My second necessary attribute for a successful event is a set of constraints. Without these, the tendency seems to be to attempt too-ambitious work with too many features or too much polish needed to sell an idea. The most significant constraint (and one included by default) is simply time. Whatever duration you pick won’t be enough, but keep in mind that the goal of the hackathon should be to sell an idea and to practice finishing. Cutting scope, setting realistic deadlines, finding the minimum viable product are all things hackathon attendees should be practicing.

For workplaces, I like setting a hard start and a hard stop every day. I’ve seen many “crunch night” events where employees are encouraged to stay late, eat takeout, miss out on their families in favor of getting more stuff done. Working longer hours isn’t fair to those who have lives and obligations outside of the company and lessens the need to practice time management. “We’re behind, but we’ll just work late on Thursday to finish” is a failure mode in my eyes.

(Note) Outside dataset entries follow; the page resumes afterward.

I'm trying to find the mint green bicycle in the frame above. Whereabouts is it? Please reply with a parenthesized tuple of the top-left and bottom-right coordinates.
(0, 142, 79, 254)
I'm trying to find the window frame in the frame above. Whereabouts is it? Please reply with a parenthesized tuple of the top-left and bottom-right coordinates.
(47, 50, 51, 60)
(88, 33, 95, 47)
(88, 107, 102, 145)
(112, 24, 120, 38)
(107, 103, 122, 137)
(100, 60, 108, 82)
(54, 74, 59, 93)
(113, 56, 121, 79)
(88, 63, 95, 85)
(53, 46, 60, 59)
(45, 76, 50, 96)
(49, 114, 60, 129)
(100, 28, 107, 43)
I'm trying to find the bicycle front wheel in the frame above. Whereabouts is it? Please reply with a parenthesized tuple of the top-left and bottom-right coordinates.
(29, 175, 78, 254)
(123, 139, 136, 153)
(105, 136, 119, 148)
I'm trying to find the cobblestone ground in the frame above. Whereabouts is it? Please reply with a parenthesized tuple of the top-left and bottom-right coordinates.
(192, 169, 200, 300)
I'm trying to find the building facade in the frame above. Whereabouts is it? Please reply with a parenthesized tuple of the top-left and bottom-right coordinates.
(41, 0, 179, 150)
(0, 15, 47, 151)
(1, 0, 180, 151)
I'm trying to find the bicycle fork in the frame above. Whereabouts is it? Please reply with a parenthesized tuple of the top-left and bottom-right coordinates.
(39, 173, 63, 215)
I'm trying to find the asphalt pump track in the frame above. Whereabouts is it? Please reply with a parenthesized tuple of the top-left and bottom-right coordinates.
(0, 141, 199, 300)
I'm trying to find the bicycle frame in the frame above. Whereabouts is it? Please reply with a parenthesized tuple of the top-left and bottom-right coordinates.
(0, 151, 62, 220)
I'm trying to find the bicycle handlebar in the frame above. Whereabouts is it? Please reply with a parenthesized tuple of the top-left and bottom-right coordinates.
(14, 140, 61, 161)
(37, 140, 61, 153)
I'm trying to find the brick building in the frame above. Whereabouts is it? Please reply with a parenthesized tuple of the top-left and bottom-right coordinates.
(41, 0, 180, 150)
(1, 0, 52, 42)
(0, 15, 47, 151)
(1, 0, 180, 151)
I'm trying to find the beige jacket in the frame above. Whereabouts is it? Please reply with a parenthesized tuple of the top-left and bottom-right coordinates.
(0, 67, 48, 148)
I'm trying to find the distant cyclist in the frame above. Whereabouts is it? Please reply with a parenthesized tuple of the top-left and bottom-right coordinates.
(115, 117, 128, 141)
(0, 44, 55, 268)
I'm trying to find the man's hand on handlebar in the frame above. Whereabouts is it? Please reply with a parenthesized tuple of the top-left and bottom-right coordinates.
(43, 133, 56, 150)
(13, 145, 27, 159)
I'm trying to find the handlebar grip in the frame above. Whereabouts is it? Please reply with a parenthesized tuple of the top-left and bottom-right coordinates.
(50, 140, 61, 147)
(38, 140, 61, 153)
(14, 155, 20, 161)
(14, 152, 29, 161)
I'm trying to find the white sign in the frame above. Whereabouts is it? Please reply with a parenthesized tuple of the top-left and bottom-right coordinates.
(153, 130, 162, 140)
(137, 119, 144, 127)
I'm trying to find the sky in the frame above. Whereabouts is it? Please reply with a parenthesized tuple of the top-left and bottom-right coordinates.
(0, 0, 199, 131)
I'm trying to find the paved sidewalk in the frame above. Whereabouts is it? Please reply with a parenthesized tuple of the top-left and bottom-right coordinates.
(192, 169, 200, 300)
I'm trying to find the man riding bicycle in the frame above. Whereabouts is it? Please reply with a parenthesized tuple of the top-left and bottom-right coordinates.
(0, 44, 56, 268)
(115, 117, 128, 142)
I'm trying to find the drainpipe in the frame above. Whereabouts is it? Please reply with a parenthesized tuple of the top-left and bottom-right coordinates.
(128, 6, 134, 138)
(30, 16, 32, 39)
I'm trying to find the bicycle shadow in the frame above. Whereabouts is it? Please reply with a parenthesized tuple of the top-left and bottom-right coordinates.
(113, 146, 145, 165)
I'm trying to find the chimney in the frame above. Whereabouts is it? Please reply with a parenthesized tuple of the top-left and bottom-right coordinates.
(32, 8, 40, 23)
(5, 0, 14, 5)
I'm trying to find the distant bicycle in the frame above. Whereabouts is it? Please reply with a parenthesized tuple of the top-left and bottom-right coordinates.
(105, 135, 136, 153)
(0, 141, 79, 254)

That’s not to say that crunch isn’t useful, but it should be moderated. Ludum Dare is 48 hours long and the only effective way to get to a prototype is to work as much of that time as possible. But crunching from 6pm Friday still lets me sleep early on Sunday and come into work on Monday. I’ve even taken to scheduling two five-hour sleep sessions (20% of the total time!) as I’ve realized this amount of rest produces a net benefit over working tired for two days straight. I’m getting older, and more than two days of crunch burns me right out. I’m barely usable for days afterward.

Paradoxically, shipping something outside of normal work can be energizing. The last week-long hackathon I ran had a hard start at 9am and hard stop at 5pm. I told people go home if I saw them working late. The demos at the end of the week were really great! The attendees made excellent choices on what to focus on given the time constraints. The following week they were able to go back to what they were working on, energized from the creative flow the temporary break allowed rather than burned out from a week of crunch.

An effective constraint is a randomly-selected theme. Ludum Dare announces its theme right at the start of the 48 hour period. Adherence to the theme is a scoring metric for submitted games. Themes tend to have a maddeningly vague yet constrictive feel. The last few have been “The more you have, the worse it is”, “Running out of Power”, “A Small World”, “One Room”, “Ancient Technology” and so on. Use of this constraint discourages prework: the games which tend to do well typically have interesting takes on the theme which are integrated in a deep way.

When unconstrained, I find myself working on projects which have been bugging me for a while—fixit tasks rather than innovative things. I tend to pick the first thing which I might have wanted to do for a while. But I tend to feel more creative during Ludum Dare. Originally I thought this was just because games were creative endeavors but this wonderful talk on the subject of creativity by John Cleese hypothesizes that creative people may simply linger on problems longer. They play with many solutions before accepting one. This playfulness is eliminated when people work on pet projects they’ve scoped out long in advance, or simply pick something off of the backlog to work on. So Ludum Dare’s theme forces me to consider multiple ideas which match the theme. At the start of LD I budget no less than an hour (2% of the total time!) to brainstorm before writing any code. Sometimes the second, third, or fourth idea winds up being the best.

In summary, I’m very positive on the beneficial effects a well-run hackathon can bring. Perspective, demos, and a chance to practice infrequently used skills. (Just make sure the test server is working!)